Ombrotrophic bogs accumulate large stores of soil carbon that eventually decompose to carbon dioxide and methane. Carbon accumulates because Sphagnum mosses slow microbial carbon decomposition processes, leading to the production of labile intermediate compounds. Acetate is a major product of Sphagnum degradation, yet rates of hydrogenotrophic methanogenesis far exceed rates of aceticlastic methanogenesis, suggesting that alternative acetate mineralization processes exist. Two possible explanations are aerobic respiration and anaerobic respiration via humic acids as electron acceptors. While these processes have been widely observed, microbial community interactions linking Sphagnum degradation and acetate mineralization remain cryptic. In this work, we use ordination and network analysis of functional genes from 110 globally distributed peatland metagenomes to identify conserved metabolic pathways in Sphagnum bogs. We then use metagenome-assembled genomes (MAGs) from McLean Bog, a Sphagnum bog in New York State, as a local case study to reconstruct pathways of Sphagnum degradation and acetate mineralization. We describe metabolically flexible Acidobacteriota MAGs that contain all genes to completely degrade Sphagnum cell wall sugars under both aerobic and anaerobic conditions. Finally, we propose a hypothetical model of acetate oxidation driven by changes in peat redox potential that explain how bogs may circumvent aceticlastic methanogenesis through aerobic and humics-driven respiration.

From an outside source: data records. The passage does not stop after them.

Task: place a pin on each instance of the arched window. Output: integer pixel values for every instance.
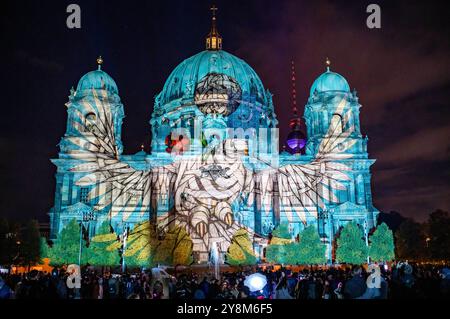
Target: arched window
(336, 126)
(90, 122)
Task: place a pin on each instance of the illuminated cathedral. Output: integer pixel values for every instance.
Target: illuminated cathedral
(209, 99)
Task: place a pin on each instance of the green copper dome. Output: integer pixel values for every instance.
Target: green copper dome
(330, 81)
(184, 80)
(98, 80)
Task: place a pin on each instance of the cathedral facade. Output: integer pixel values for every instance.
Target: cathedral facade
(215, 164)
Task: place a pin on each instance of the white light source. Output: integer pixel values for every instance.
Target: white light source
(255, 282)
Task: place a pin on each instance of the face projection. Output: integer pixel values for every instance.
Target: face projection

营养沼泽积累了大量的土壤碳，最终分解成二氧化碳和甲烷。碳积累是因为泥炭藓减缓微生物碳分解过程，导致产生不稳定的中间化合物。乙酸盐是泥炭藓降解的主要产物，但氢营养产甲烷的速率远远超过乙酸弹性产甲烷的速率，这表明存在替代的乙酸盐矿化过程。两种可能的解释是有氧呼吸和通过腐植酸作为电子受体的无氧呼吸。虽然这些过程已被广泛观察，但连接泥炭藓的微生物群落相互作用降解和醋酸盐矿化仍然是神秘的。在这项工作中，我们使用来自全球分布的 110 个泥炭地宏基因组的功能基因的排序和网络分析来识别泥炭藓沼泽中的保守代谢途径。然后，我们使用来自纽约州泥炭藓沼泽McLean Bog 的宏基因组组装基因组 (MAGs)作为当地案例研究，以重建泥炭藓降解和醋酸盐矿化的途径。我们描述了具有完全降解泥炭藓的所有基因的代谢灵活的酸杆菌门MAG有氧和无氧条件下的细胞壁糖。最后，我们提出了一个由泥炭氧化还原电位变化驱动的乙酸盐氧化假设模型，该模型解释了沼泽如何通过有氧和腐殖质驱动的呼吸作用来规避乙酸产甲烷。